Cablegate: Goss Legislative Assembly

DE RUEHKH #0168 0350552
R 040552Z FEB 08





E.O. 12958: N/A

1. (SBU) On February 1 the Consul General and the visiting DCM
hosted a lunch for four members of the South Sudan Legislative
Assembly (SSLA), including Peter Deshir, Chair of the Information
and Culture Committee, Agnes Lasuba, Chair of the Peace and
Reconciliation Committee, Prof Barry Wanja, Chair of the Economic
Committee, and Martin Tako on the Gender, Social Welfare Committee.

2. (SBU) The mood of the legislators concerning the CPA was
generally pessimistic. Distrust of the NCP's intentions runs deep
in the South, and they expressed little confidence that the
elections scheduled for 2009 would come off as planned. In their
view, there was little incentive on the part of the NCP to follow
through on a path that would probably lead to their loss of power.
On one point they were firm, however: that the 2011 referendum on
southern independence must take place and on time. Anything the NCP
did to delay or cancel that event would almost certainly lead to a
resumption of armed conflict. In their view, separation would be
the inevitable result of the referendum. There was simply too much
bitterness and distrust between the North and the South, aggravated
by what they saw as a continued lack of commitment by Khartoum to
adhere to the CPA. International pressure was what forced the NCP
to sign the peace agreement, and only continued international
pressure had any hope of forcing its continued implementation.
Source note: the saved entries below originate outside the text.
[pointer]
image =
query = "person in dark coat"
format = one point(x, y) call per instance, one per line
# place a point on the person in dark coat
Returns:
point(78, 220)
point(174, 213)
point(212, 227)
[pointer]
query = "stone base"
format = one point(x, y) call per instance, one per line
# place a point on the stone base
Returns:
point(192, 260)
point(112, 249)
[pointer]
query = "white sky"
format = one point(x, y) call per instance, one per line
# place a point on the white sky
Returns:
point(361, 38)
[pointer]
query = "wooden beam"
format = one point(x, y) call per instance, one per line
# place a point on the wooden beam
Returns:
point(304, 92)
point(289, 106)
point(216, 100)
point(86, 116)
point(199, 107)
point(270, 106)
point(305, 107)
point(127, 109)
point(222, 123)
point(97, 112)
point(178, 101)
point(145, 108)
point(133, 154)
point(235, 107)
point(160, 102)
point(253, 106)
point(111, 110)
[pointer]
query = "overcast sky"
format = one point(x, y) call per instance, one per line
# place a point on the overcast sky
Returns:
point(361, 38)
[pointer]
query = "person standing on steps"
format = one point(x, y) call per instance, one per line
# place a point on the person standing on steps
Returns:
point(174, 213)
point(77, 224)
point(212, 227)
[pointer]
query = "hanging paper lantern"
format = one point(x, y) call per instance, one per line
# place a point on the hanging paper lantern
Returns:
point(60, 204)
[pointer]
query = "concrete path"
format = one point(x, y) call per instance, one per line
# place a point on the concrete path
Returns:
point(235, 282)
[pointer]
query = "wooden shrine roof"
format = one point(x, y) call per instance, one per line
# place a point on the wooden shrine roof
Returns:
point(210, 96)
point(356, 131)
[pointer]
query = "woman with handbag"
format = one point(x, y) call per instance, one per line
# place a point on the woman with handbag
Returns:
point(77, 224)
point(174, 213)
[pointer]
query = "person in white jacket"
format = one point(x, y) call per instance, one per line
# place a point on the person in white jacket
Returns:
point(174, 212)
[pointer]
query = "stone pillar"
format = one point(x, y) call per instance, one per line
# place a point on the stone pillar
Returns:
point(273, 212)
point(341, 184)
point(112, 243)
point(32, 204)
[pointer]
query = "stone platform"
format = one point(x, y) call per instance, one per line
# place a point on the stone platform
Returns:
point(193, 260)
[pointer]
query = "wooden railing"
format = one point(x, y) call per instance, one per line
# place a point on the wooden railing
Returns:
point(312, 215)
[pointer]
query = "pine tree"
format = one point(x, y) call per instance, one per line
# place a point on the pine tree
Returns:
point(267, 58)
3. (SBU) CG asked how likely it was that we would see the kind of
ethnic conflict in an independent southern Sudan that we are
witnessing in Kenya and that so often erupts in Africa. The
legislators agreed that the potential exists, but felt that the SPLM
as a political movement, at least for the next several years, was
strong enough in the South to unite the people whatever their ethnic
affiliation. The danger was from unscrupulous politicians who in
the future might stir up ethnic conflict as a means of personal
advancement at the expense of the national welfare. They praised
President Kiir for his careful attention to maintaining a balanced
ethnic representation in his government. The decision to hold the
recent CPA anniversary celebrations in the city of Wau instead of in
Juba was also cited as part of a continuing effort to make all of
southern Sudan feel part of a united whole, an effort they were
confident would continue.

4. (SBU) CG then asked the legislators about Assembly relations
with the executive branch of government, noting that Kiir had
recently promulgated several key new laws by executive decree,
bypassing the Legislative Assembly. The CG had seen this kind of
thing in other countries, and it almost always led to the weakening,
and eventual marginalization, of the legislative branch of
government, breaking down any check on executive power. The
legislators agreed that did often happen, but felt it was not a
problem for them because under the system they have in place all
executive decrees must be ratified by the South Sudan Legislative
Assembly when it next met. Therefore unacceptable decrees had only
an interim effect and could be voted down by the Assembly.

5. (SBU) The legislators said their biggest problem is lack of
experience and resources. In particular, they have little research
capacity - which would be of enormous help in drafting laws and
learning how to conduct their affairs. They have a library, but no
books and only a few computers. They appealed to the USG to help
them in this regard, and the CG promised to see what could be done.

6. (SBU) Comment: Strengthening the capacity of the South Sudan
Legislative Assembly is a wise investment in the future of
democratic development in the south. Without an effective
legislative branch of government, the tendency for the executive to
assert supreme control over the government is a real temptation. We
will explore ways to assist the assembly.